Coeliac disease (also called celiac disease, non-tropical sprue, c(o)eliac sprue, gluten enteropathy and gluten intolerance) is a digestive disorder. It is characterised by damage or flattening to all or part of the villi lining the small intestine, causing scar tissue that cannot absorb nutrients. This damage is caused by exposure to gluten and related proteins found in wheat, rye, malt, barley and oats. more...
Signs and symptoms
Damage to the villi reduces the ability of the intestines to absorb nutrients, and it is believed that the resulting nutritional deficiencies likely cause the wide spectrum of symptoms associated with the disorder. Coeliac disease may lead to digestive problems, such as indigestion, heartburn and irritable bowel syndrome, unexplained weight loss or other signs of nutritional deficiency due to malabsorption, and a wide range of other problems in different bodily systems, including the nervous system, the heart, and the teeth and bones.

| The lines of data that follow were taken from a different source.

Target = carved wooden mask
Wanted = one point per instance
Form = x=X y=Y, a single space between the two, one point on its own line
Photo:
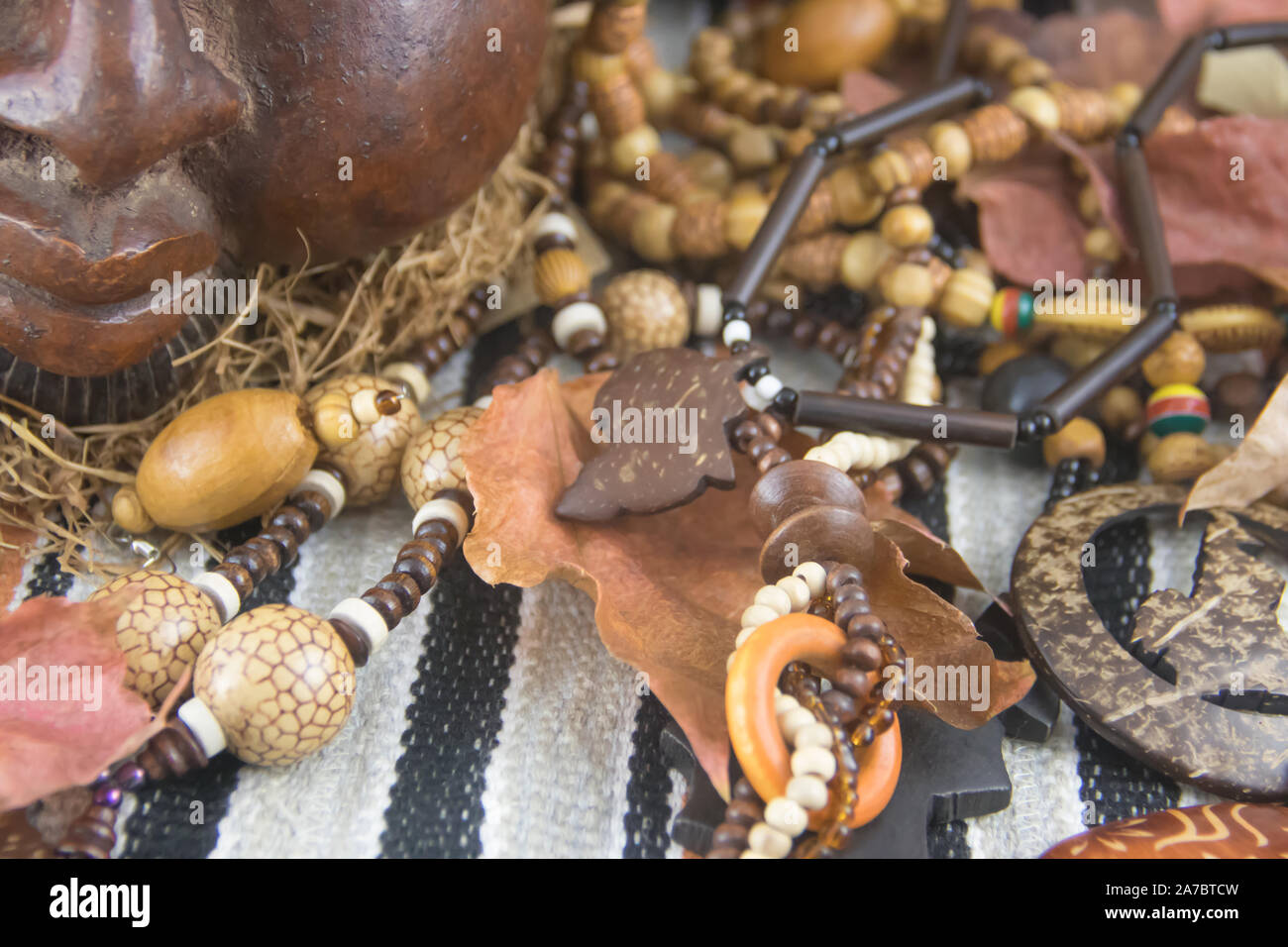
x=1212 y=709
x=140 y=138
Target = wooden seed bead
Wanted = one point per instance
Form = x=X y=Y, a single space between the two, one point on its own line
x=433 y=457
x=1179 y=361
x=645 y=309
x=161 y=629
x=369 y=460
x=1080 y=438
x=279 y=684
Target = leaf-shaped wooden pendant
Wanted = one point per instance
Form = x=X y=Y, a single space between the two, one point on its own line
x=668 y=416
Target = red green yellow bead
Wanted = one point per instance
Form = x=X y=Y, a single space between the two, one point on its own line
x=1177 y=408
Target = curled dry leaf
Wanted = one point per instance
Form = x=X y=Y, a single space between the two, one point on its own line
x=1257 y=467
x=669 y=587
x=64 y=710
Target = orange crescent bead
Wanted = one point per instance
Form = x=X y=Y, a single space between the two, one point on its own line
x=754 y=725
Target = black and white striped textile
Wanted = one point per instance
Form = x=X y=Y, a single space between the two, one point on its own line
x=494 y=723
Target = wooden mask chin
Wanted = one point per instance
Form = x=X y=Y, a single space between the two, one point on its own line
x=145 y=138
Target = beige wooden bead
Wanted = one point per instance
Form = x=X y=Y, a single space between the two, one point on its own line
x=907 y=226
x=743 y=214
x=433 y=458
x=227 y=459
x=966 y=298
x=626 y=151
x=561 y=272
x=1078 y=438
x=863 y=261
x=128 y=512
x=652 y=232
x=1121 y=408
x=1180 y=458
x=370 y=460
x=907 y=283
x=161 y=629
x=1035 y=105
x=1102 y=244
x=278 y=681
x=1179 y=361
x=948 y=141
x=645 y=309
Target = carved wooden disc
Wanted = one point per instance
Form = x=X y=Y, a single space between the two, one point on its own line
x=1223 y=638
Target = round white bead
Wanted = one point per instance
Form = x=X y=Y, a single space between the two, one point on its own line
x=814 y=735
x=198 y=719
x=809 y=791
x=776 y=598
x=442 y=508
x=222 y=592
x=794 y=720
x=767 y=840
x=737 y=330
x=708 y=311
x=416 y=381
x=756 y=616
x=329 y=484
x=575 y=317
x=768 y=386
x=814 y=761
x=789 y=817
x=365 y=618
x=797 y=590
x=555 y=223
x=814 y=577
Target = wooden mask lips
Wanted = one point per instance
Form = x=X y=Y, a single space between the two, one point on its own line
x=1220 y=646
x=205 y=158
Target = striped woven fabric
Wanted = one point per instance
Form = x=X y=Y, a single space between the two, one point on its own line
x=494 y=723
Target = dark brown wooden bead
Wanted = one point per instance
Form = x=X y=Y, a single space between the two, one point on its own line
x=386 y=604
x=862 y=654
x=420 y=569
x=864 y=624
x=239 y=577
x=795 y=486
x=815 y=532
x=283 y=540
x=353 y=639
x=728 y=835
x=404 y=587
x=841 y=706
x=743 y=812
x=841 y=577
x=314 y=505
x=249 y=561
x=854 y=684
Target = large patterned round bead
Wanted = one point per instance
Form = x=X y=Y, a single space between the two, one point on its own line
x=370 y=460
x=1176 y=408
x=279 y=684
x=433 y=459
x=161 y=630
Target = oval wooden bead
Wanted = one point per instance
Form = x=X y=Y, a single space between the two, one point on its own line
x=226 y=460
x=433 y=458
x=798 y=484
x=837 y=534
x=645 y=309
x=754 y=722
x=370 y=460
x=161 y=630
x=279 y=684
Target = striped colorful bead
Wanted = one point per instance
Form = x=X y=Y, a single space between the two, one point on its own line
x=1175 y=408
x=1012 y=311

Other symptoms can include dermatitis (an itchy rash), diarrhea, excessive tiredness or fatigue, aching in joints and a general feeling of being unwell.
Coeliacs (people with coeliac disease) may also be symptom-free, but they are still doing damage to their small intestines. Regardless of the presence or absence of symptoms, the disorder is associated with an increased risk of osteoporosis and MALT lymphoma, a form of intestinal cancer.
Strict adherence to a gluten-free diet typically resolves all symptoms and conditions caused by coeliac disease. In coeliacs who are not on a gluten-free diet, the disease may present through one or more of the following symptoms. The presence of these symptoms does not mean the individual is coeliac. These symptoms are also associated with other diseases, some of which are life-threatening; therefore, patients with these symptoms should promptly consult a doctor for differential diagnosis.
Dietary deficiencies, which may manifest as symptoms in particular body systems (e.g., digestive or nervous system) or may be noticed on routine blood tests, are common in coeliacs. Up to 50% of coeliac disease patients have malabsorption-related diarrhea (with bulky, pale, offensive-smelling stools which may float in the toilet bowl). This symptom is known as steatorrhea. However, some coeliacs suffer from constipation. Excess flatulence is common, and some coeliacs also experience infrequent, minor rectal bleeding. Unexplained weight loss (or even obesity occasioned by overeating due to cravings for nutrients), indigestion, acid reflux, excessive tiredness (coeliacs have reported falling asleep while driving) and an itchy rash (dermatitis) may also be a sign of the disorder. Delayed puberty (or short stature prior to adolescence) might also be a symptom. Rarely, coeliacs may experience symtoms similar to those of sinus infections and/or the formation of thick, choking plugs or ropes of mucus that require considerable effort to expel. A low-grade, persistent pain may be present, possibly lessened by eating, which may all too easily be taken for the presence of ulcers.
In young children, the most common symptoms are steatorrhoea, weight loss, abdominal distension, and slow growth/failure to thrive, but irritability, vomiting and tiredness are common. It has been suggested that some cases of autism may be caused by coeliac disease.